I also really like Ubuntu. Of course, any Linux version is admirable. and Ubuntu is more admirable than most.
I am just going to have a pointless rant about the branding – calling things ethnic-sounding names to make perfectly good and worthy things sound just that bit more credible.
The wikipedia entry doesn’t do much to disspell any impulse to sneer at the Cuil name:
The Irish ancestry of Anna Patterson’s husband Tom Costello sparked the name Cuil, which the company states is taken from a series of Celtic folklore stories involving a character called Finn McCuill. The company says that Cuil is Irish for knowledge and hazel.
That’s “Irish ancestry” in the sense of “American Irish”, then? (One Irish great-great grandparent and an Irish surname qualify any American as Irish. Although I remain to be convinced that Costello really counts, here….)
Wikipedia does some serious undercutting of the legitimacy of the Irish ethnic explanation for the brandname, from a standpoint of linguistics. Which feeds my instinctive prejudice against the word, the spelling and its supposed “cool” pronunciation.
I used to get riled every time I saw claims that Ubuntu was the “African word for” something, as if Africa didn’t have more languages than any other continent in the world.
Ubuntu is an African word meaning ‘Humanity to others’, or ‘I am what I am because of who we all are’. The Ubuntu distribution brings the spirit of Ubuntu to the software world. (from Ubuntu.com)
I have to turn my pedantry against myself. That said “An African word for” not “The African word for”. Maybe I have been misjudged Unbuntu. I do a cuil search for “ubuntu is african for.” The first page is whole string of official ubuntu links, none of which say it is the African word for anything. In fact, many of the definitions that turn up are reasonably precise, a Zulu word and a South African philosophy.
My bad. I must have imagined the “African word for” phrase, misremembering the blurb from the old distro I have somewhere.
But google and cuil do both unveil an apparent subgenre of geek humour based on the misremembered “Ubuntu is African for”
Ubuntu is African for ‘Can’t configure Debian’. (typical link: Ubuntu forum post)
Indeed. ubuntu is african for ” I CANT CONFIGURE SLACKWARE”

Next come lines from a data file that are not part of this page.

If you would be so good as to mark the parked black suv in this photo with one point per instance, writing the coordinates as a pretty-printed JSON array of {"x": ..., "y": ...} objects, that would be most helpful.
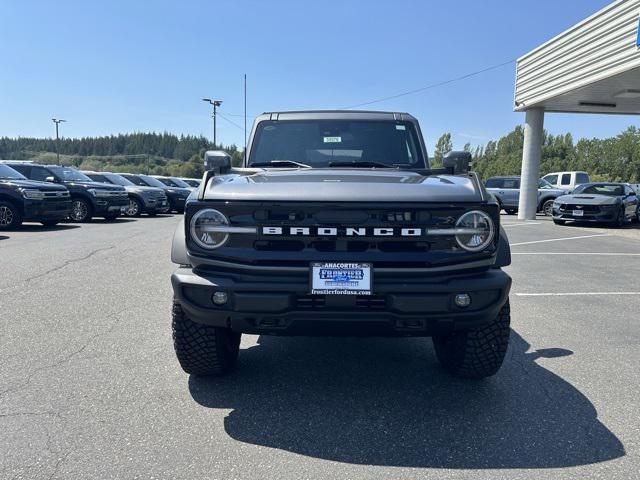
[
  {"x": 149, "y": 200},
  {"x": 335, "y": 226},
  {"x": 26, "y": 200},
  {"x": 88, "y": 198},
  {"x": 176, "y": 196}
]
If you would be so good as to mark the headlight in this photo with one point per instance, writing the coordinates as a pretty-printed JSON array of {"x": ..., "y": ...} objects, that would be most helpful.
[
  {"x": 33, "y": 194},
  {"x": 480, "y": 231},
  {"x": 203, "y": 228}
]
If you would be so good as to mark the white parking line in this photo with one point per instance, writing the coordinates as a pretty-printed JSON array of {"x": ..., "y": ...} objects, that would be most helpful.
[
  {"x": 558, "y": 239},
  {"x": 520, "y": 224},
  {"x": 602, "y": 254},
  {"x": 573, "y": 294}
]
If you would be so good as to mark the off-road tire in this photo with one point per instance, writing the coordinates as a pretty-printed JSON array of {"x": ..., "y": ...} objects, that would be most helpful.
[
  {"x": 134, "y": 209},
  {"x": 81, "y": 210},
  {"x": 10, "y": 216},
  {"x": 201, "y": 349},
  {"x": 476, "y": 353}
]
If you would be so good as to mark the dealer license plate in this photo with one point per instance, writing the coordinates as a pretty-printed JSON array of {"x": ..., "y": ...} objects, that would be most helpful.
[{"x": 340, "y": 278}]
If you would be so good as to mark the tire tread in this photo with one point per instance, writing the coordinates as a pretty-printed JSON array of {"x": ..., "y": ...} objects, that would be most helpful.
[{"x": 202, "y": 349}]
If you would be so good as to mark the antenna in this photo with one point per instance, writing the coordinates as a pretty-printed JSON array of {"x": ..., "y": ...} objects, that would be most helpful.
[{"x": 245, "y": 119}]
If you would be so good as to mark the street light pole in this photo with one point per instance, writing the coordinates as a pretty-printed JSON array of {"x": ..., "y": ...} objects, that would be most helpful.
[
  {"x": 57, "y": 122},
  {"x": 216, "y": 104}
]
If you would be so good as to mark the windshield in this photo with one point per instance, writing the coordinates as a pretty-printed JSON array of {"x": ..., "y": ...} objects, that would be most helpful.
[
  {"x": 118, "y": 180},
  {"x": 9, "y": 173},
  {"x": 69, "y": 174},
  {"x": 611, "y": 190},
  {"x": 318, "y": 143},
  {"x": 149, "y": 181},
  {"x": 174, "y": 182}
]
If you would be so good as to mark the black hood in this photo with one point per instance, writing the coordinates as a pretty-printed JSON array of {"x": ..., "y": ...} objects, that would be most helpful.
[
  {"x": 343, "y": 185},
  {"x": 48, "y": 186}
]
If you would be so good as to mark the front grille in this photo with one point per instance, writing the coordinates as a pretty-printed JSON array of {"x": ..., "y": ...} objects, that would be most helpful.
[
  {"x": 62, "y": 195},
  {"x": 584, "y": 208},
  {"x": 289, "y": 250}
]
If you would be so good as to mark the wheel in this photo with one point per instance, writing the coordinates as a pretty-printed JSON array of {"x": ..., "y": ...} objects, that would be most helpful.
[
  {"x": 476, "y": 353},
  {"x": 619, "y": 221},
  {"x": 10, "y": 216},
  {"x": 547, "y": 208},
  {"x": 201, "y": 349},
  {"x": 81, "y": 210},
  {"x": 134, "y": 209}
]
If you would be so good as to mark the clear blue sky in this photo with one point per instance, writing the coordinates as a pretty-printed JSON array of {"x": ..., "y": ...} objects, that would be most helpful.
[{"x": 116, "y": 66}]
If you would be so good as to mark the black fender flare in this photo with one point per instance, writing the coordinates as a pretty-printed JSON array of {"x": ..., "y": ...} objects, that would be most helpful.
[
  {"x": 179, "y": 246},
  {"x": 503, "y": 255}
]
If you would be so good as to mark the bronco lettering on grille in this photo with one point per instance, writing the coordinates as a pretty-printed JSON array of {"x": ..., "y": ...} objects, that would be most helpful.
[{"x": 344, "y": 231}]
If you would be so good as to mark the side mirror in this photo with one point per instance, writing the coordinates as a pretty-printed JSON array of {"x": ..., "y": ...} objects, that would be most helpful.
[
  {"x": 218, "y": 161},
  {"x": 459, "y": 162}
]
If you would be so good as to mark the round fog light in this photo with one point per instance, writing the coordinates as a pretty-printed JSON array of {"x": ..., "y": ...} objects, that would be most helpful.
[
  {"x": 219, "y": 298},
  {"x": 463, "y": 300}
]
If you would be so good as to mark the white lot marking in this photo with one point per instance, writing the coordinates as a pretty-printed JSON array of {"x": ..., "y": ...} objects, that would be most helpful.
[
  {"x": 558, "y": 239},
  {"x": 574, "y": 294},
  {"x": 520, "y": 224},
  {"x": 603, "y": 254}
]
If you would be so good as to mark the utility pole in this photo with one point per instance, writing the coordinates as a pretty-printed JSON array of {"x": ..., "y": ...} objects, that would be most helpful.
[
  {"x": 216, "y": 104},
  {"x": 57, "y": 122}
]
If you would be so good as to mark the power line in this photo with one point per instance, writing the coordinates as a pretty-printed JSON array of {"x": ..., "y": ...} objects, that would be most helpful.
[
  {"x": 433, "y": 85},
  {"x": 231, "y": 121}
]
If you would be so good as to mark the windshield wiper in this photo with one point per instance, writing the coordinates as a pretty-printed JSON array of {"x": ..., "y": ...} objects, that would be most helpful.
[
  {"x": 273, "y": 163},
  {"x": 361, "y": 164}
]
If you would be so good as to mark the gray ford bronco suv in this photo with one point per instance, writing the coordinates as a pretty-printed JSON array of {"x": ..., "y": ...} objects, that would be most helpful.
[{"x": 336, "y": 225}]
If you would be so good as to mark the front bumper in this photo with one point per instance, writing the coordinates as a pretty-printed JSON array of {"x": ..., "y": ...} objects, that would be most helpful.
[
  {"x": 274, "y": 305},
  {"x": 602, "y": 215},
  {"x": 43, "y": 210},
  {"x": 177, "y": 203},
  {"x": 154, "y": 204},
  {"x": 110, "y": 206}
]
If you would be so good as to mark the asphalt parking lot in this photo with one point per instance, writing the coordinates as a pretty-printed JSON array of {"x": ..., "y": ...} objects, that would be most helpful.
[{"x": 90, "y": 387}]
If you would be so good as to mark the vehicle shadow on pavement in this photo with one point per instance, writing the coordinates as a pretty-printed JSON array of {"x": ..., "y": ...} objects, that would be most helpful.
[
  {"x": 386, "y": 402},
  {"x": 36, "y": 227}
]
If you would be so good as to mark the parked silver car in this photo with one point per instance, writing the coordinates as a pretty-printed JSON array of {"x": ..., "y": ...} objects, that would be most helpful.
[{"x": 507, "y": 192}]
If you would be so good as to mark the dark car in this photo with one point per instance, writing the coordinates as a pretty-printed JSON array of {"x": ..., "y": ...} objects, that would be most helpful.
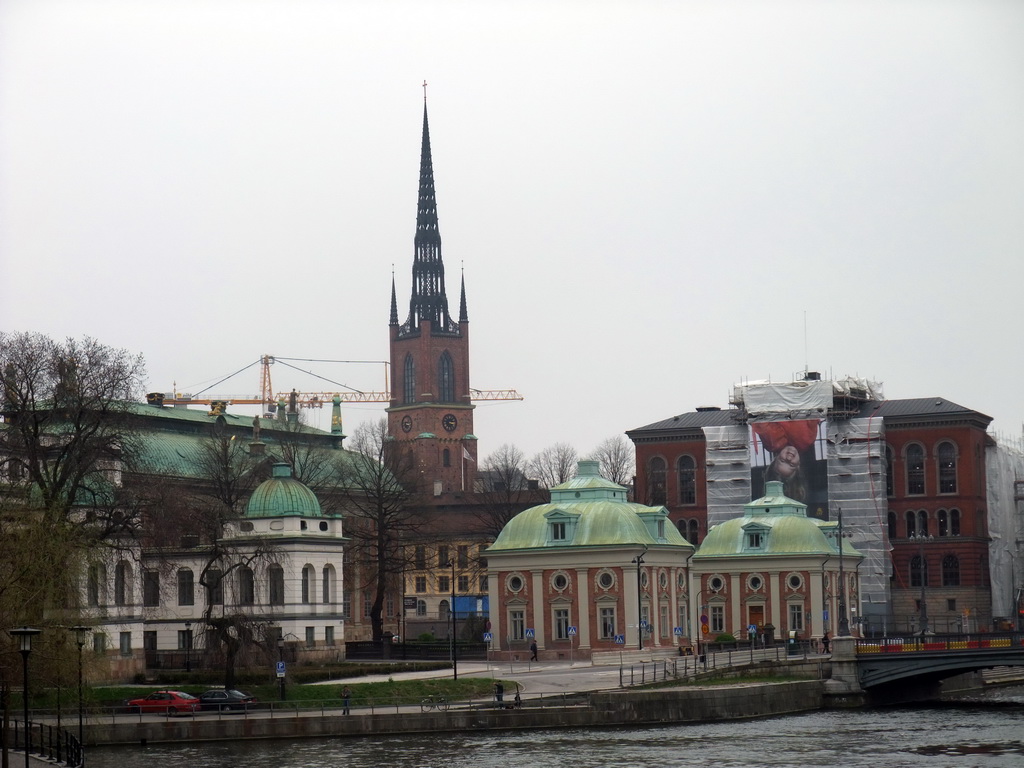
[
  {"x": 225, "y": 700},
  {"x": 168, "y": 701}
]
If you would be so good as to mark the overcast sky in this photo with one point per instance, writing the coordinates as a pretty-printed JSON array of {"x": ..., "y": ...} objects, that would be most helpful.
[{"x": 652, "y": 201}]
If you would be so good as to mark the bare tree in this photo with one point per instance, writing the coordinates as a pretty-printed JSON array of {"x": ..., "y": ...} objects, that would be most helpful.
[
  {"x": 617, "y": 459},
  {"x": 554, "y": 465},
  {"x": 379, "y": 488},
  {"x": 504, "y": 489}
]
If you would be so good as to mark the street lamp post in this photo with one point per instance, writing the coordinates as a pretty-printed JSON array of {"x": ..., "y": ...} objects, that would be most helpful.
[
  {"x": 455, "y": 646},
  {"x": 844, "y": 622},
  {"x": 187, "y": 646},
  {"x": 81, "y": 633},
  {"x": 281, "y": 658},
  {"x": 639, "y": 561},
  {"x": 923, "y": 574},
  {"x": 24, "y": 636}
]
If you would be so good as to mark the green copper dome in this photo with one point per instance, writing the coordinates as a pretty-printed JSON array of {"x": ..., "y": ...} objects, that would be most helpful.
[
  {"x": 283, "y": 496},
  {"x": 588, "y": 511},
  {"x": 773, "y": 524}
]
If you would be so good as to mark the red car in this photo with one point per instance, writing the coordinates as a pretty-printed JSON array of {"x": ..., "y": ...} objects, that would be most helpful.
[{"x": 169, "y": 701}]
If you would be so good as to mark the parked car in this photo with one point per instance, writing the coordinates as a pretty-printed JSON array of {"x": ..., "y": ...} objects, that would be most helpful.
[
  {"x": 225, "y": 700},
  {"x": 169, "y": 701}
]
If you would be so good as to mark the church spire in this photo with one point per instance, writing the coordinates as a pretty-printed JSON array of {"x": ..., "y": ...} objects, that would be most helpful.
[{"x": 428, "y": 301}]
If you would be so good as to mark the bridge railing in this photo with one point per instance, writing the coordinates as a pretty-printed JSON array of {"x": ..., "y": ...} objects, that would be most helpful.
[{"x": 927, "y": 642}]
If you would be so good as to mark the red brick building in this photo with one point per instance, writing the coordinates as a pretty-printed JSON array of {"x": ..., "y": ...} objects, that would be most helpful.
[{"x": 910, "y": 474}]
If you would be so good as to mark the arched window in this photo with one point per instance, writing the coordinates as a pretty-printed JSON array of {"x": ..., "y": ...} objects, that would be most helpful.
[
  {"x": 950, "y": 570},
  {"x": 914, "y": 470},
  {"x": 122, "y": 584},
  {"x": 275, "y": 582},
  {"x": 329, "y": 590},
  {"x": 186, "y": 587},
  {"x": 247, "y": 586},
  {"x": 655, "y": 480},
  {"x": 947, "y": 468},
  {"x": 409, "y": 381},
  {"x": 307, "y": 584},
  {"x": 687, "y": 480},
  {"x": 919, "y": 571},
  {"x": 445, "y": 379},
  {"x": 890, "y": 482}
]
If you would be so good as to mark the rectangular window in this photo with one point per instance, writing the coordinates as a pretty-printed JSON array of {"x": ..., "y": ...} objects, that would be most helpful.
[
  {"x": 796, "y": 617},
  {"x": 608, "y": 624},
  {"x": 517, "y": 625},
  {"x": 151, "y": 588},
  {"x": 561, "y": 622},
  {"x": 186, "y": 588},
  {"x": 214, "y": 589},
  {"x": 717, "y": 619}
]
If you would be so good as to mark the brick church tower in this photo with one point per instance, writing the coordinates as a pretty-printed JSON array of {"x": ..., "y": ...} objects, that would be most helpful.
[{"x": 430, "y": 415}]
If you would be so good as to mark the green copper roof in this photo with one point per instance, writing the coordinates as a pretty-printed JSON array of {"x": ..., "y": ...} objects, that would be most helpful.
[
  {"x": 592, "y": 515},
  {"x": 784, "y": 529},
  {"x": 283, "y": 496}
]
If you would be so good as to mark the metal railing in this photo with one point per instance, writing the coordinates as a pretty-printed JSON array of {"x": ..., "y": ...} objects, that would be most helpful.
[{"x": 48, "y": 741}]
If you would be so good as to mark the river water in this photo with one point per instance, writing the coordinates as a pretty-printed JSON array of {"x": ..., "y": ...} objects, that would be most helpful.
[{"x": 985, "y": 730}]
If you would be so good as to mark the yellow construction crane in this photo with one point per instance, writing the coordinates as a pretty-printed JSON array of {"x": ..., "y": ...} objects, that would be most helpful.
[{"x": 267, "y": 399}]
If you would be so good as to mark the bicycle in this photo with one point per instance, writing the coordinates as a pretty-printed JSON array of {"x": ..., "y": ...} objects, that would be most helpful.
[{"x": 434, "y": 702}]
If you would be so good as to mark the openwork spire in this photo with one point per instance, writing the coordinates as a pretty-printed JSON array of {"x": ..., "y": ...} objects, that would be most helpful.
[{"x": 428, "y": 301}]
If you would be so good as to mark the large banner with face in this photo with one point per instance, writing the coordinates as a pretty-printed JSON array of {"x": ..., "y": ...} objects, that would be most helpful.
[{"x": 793, "y": 452}]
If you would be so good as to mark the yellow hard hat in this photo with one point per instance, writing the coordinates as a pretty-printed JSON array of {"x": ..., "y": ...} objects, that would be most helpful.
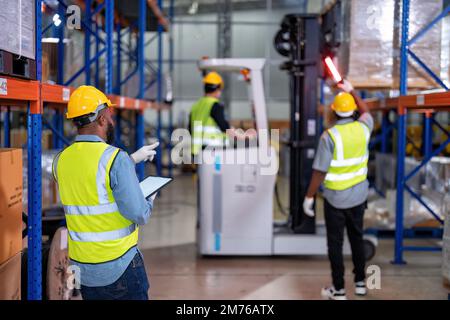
[
  {"x": 213, "y": 78},
  {"x": 344, "y": 103},
  {"x": 85, "y": 100}
]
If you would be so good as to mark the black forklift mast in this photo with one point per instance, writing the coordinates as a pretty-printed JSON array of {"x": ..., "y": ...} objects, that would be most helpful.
[{"x": 299, "y": 39}]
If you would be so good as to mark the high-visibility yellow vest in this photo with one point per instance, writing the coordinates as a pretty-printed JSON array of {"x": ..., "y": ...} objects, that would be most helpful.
[
  {"x": 350, "y": 155},
  {"x": 97, "y": 231},
  {"x": 205, "y": 131}
]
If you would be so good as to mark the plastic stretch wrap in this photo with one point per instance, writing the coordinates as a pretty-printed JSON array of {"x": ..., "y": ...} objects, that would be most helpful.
[
  {"x": 431, "y": 183},
  {"x": 17, "y": 34},
  {"x": 386, "y": 168},
  {"x": 369, "y": 54},
  {"x": 49, "y": 189}
]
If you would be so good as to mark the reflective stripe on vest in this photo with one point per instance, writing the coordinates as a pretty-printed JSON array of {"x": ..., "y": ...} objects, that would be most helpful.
[
  {"x": 205, "y": 129},
  {"x": 97, "y": 231},
  {"x": 349, "y": 164},
  {"x": 102, "y": 236}
]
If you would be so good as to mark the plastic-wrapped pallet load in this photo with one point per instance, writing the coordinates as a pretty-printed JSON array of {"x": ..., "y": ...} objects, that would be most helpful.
[
  {"x": 369, "y": 54},
  {"x": 17, "y": 19}
]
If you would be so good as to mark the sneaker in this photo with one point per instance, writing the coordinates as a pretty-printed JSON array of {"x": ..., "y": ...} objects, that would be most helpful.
[
  {"x": 331, "y": 294},
  {"x": 360, "y": 288}
]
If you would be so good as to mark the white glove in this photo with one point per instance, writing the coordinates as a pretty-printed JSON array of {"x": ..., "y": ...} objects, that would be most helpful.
[
  {"x": 307, "y": 206},
  {"x": 345, "y": 86},
  {"x": 145, "y": 153}
]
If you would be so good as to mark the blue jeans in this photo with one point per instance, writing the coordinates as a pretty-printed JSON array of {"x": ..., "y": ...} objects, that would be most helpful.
[{"x": 132, "y": 285}]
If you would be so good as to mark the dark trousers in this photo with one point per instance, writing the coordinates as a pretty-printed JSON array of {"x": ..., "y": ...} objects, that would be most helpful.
[
  {"x": 132, "y": 285},
  {"x": 336, "y": 221}
]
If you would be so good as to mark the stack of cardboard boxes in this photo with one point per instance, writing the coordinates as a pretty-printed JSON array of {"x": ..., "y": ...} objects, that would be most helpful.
[{"x": 10, "y": 223}]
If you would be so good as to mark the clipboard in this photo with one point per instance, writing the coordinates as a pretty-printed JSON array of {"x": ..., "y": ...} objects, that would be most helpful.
[{"x": 153, "y": 184}]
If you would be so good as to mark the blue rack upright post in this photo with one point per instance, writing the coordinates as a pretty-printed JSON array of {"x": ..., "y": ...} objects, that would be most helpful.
[
  {"x": 140, "y": 168},
  {"x": 406, "y": 51},
  {"x": 34, "y": 148},
  {"x": 159, "y": 93}
]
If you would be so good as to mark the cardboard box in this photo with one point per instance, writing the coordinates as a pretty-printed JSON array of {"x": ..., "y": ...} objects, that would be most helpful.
[
  {"x": 369, "y": 53},
  {"x": 10, "y": 274},
  {"x": 10, "y": 203},
  {"x": 18, "y": 27}
]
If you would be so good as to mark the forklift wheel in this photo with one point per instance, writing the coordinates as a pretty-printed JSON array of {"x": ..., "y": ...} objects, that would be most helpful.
[{"x": 369, "y": 249}]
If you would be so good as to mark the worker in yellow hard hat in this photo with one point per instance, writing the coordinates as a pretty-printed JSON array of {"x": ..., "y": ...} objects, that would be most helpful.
[
  {"x": 103, "y": 202},
  {"x": 341, "y": 165},
  {"x": 207, "y": 122}
]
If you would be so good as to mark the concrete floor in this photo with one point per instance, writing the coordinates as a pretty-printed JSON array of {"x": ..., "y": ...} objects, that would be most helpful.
[{"x": 177, "y": 272}]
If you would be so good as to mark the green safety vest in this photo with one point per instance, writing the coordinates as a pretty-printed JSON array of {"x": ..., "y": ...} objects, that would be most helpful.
[
  {"x": 350, "y": 155},
  {"x": 205, "y": 131},
  {"x": 97, "y": 231}
]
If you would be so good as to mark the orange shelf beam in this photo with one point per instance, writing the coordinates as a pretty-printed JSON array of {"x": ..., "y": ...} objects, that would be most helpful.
[
  {"x": 19, "y": 92},
  {"x": 57, "y": 95}
]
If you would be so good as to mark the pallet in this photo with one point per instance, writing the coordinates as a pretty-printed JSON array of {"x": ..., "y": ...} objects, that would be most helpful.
[
  {"x": 12, "y": 65},
  {"x": 410, "y": 233}
]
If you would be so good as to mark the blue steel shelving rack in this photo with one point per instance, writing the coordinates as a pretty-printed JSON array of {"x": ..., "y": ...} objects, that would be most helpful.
[
  {"x": 428, "y": 104},
  {"x": 37, "y": 97}
]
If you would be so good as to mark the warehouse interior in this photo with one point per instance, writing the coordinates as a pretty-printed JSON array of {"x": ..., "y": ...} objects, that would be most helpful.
[{"x": 218, "y": 230}]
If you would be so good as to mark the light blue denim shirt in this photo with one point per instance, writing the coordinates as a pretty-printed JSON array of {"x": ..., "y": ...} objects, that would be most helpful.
[{"x": 132, "y": 205}]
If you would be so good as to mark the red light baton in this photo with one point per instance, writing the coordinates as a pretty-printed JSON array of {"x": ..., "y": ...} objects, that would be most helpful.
[{"x": 333, "y": 70}]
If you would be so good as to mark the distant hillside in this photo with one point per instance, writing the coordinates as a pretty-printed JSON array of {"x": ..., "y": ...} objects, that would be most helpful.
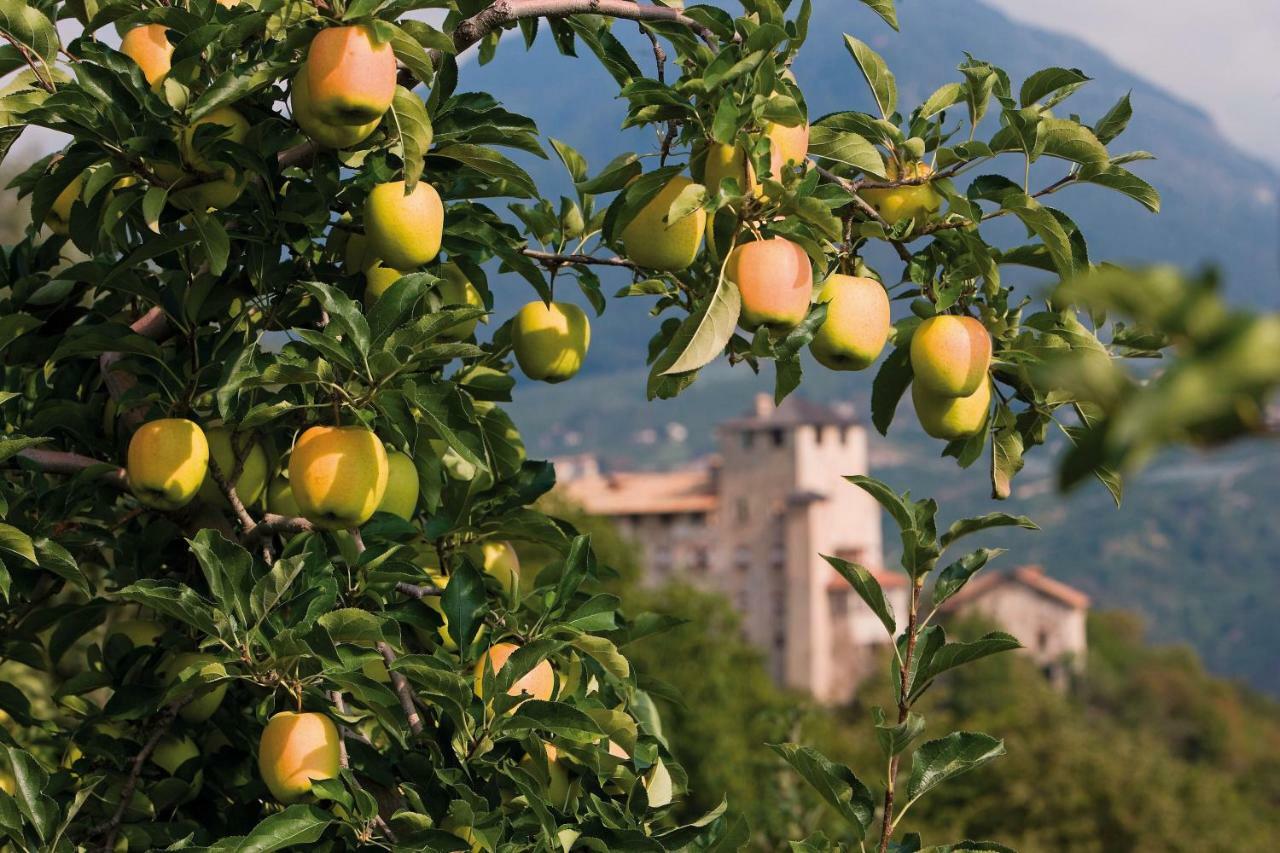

(typical link: Another forum)
ubuntu is African for “time sucker”, right? (link: I-phone blog forum)
Ubuntu is African for “struggles to install mouses”. (from information rain)
Most off-the-wall is
Ubuntu is African for sharks with freaking laser beams on its head. (from animetro)
Am I beginning to see a pattern, here? I’ll have to try it.
Cuil is Irish for “excuse to use a disgustingly lame pun in a blog title”
It is rare to read the free bus paper – the Metro – without seeing at least one letter with a rant about “political correctness gone mad.”
Experiment: Counting the number of readers’ letters containing the phrase and working out a daily average, maybe comparing the result to the occurrence of some other nonsense phrase like “air conditioning walnuts.”
However, that would be a bit too much of a time and consciousness commitment, so I took the easy way out and googled.
Amazingly, google could only find 681 occurrences. Impossible. Doh, I misspelled the word and missed the first “i” out. Which makes the 681 occurrences quite impressive. (A truly dedicated social researcher would try every possible misspelling. Sorry.)
The correct tally is actually “about 61,000.” Even this seems a little on the low side, given the existence of the Daily Mail and the BBC’s Have your Say. I suspect I have been too specific to get a true picture of how often “Ranting Bigot” reaches for the conceptual green ink.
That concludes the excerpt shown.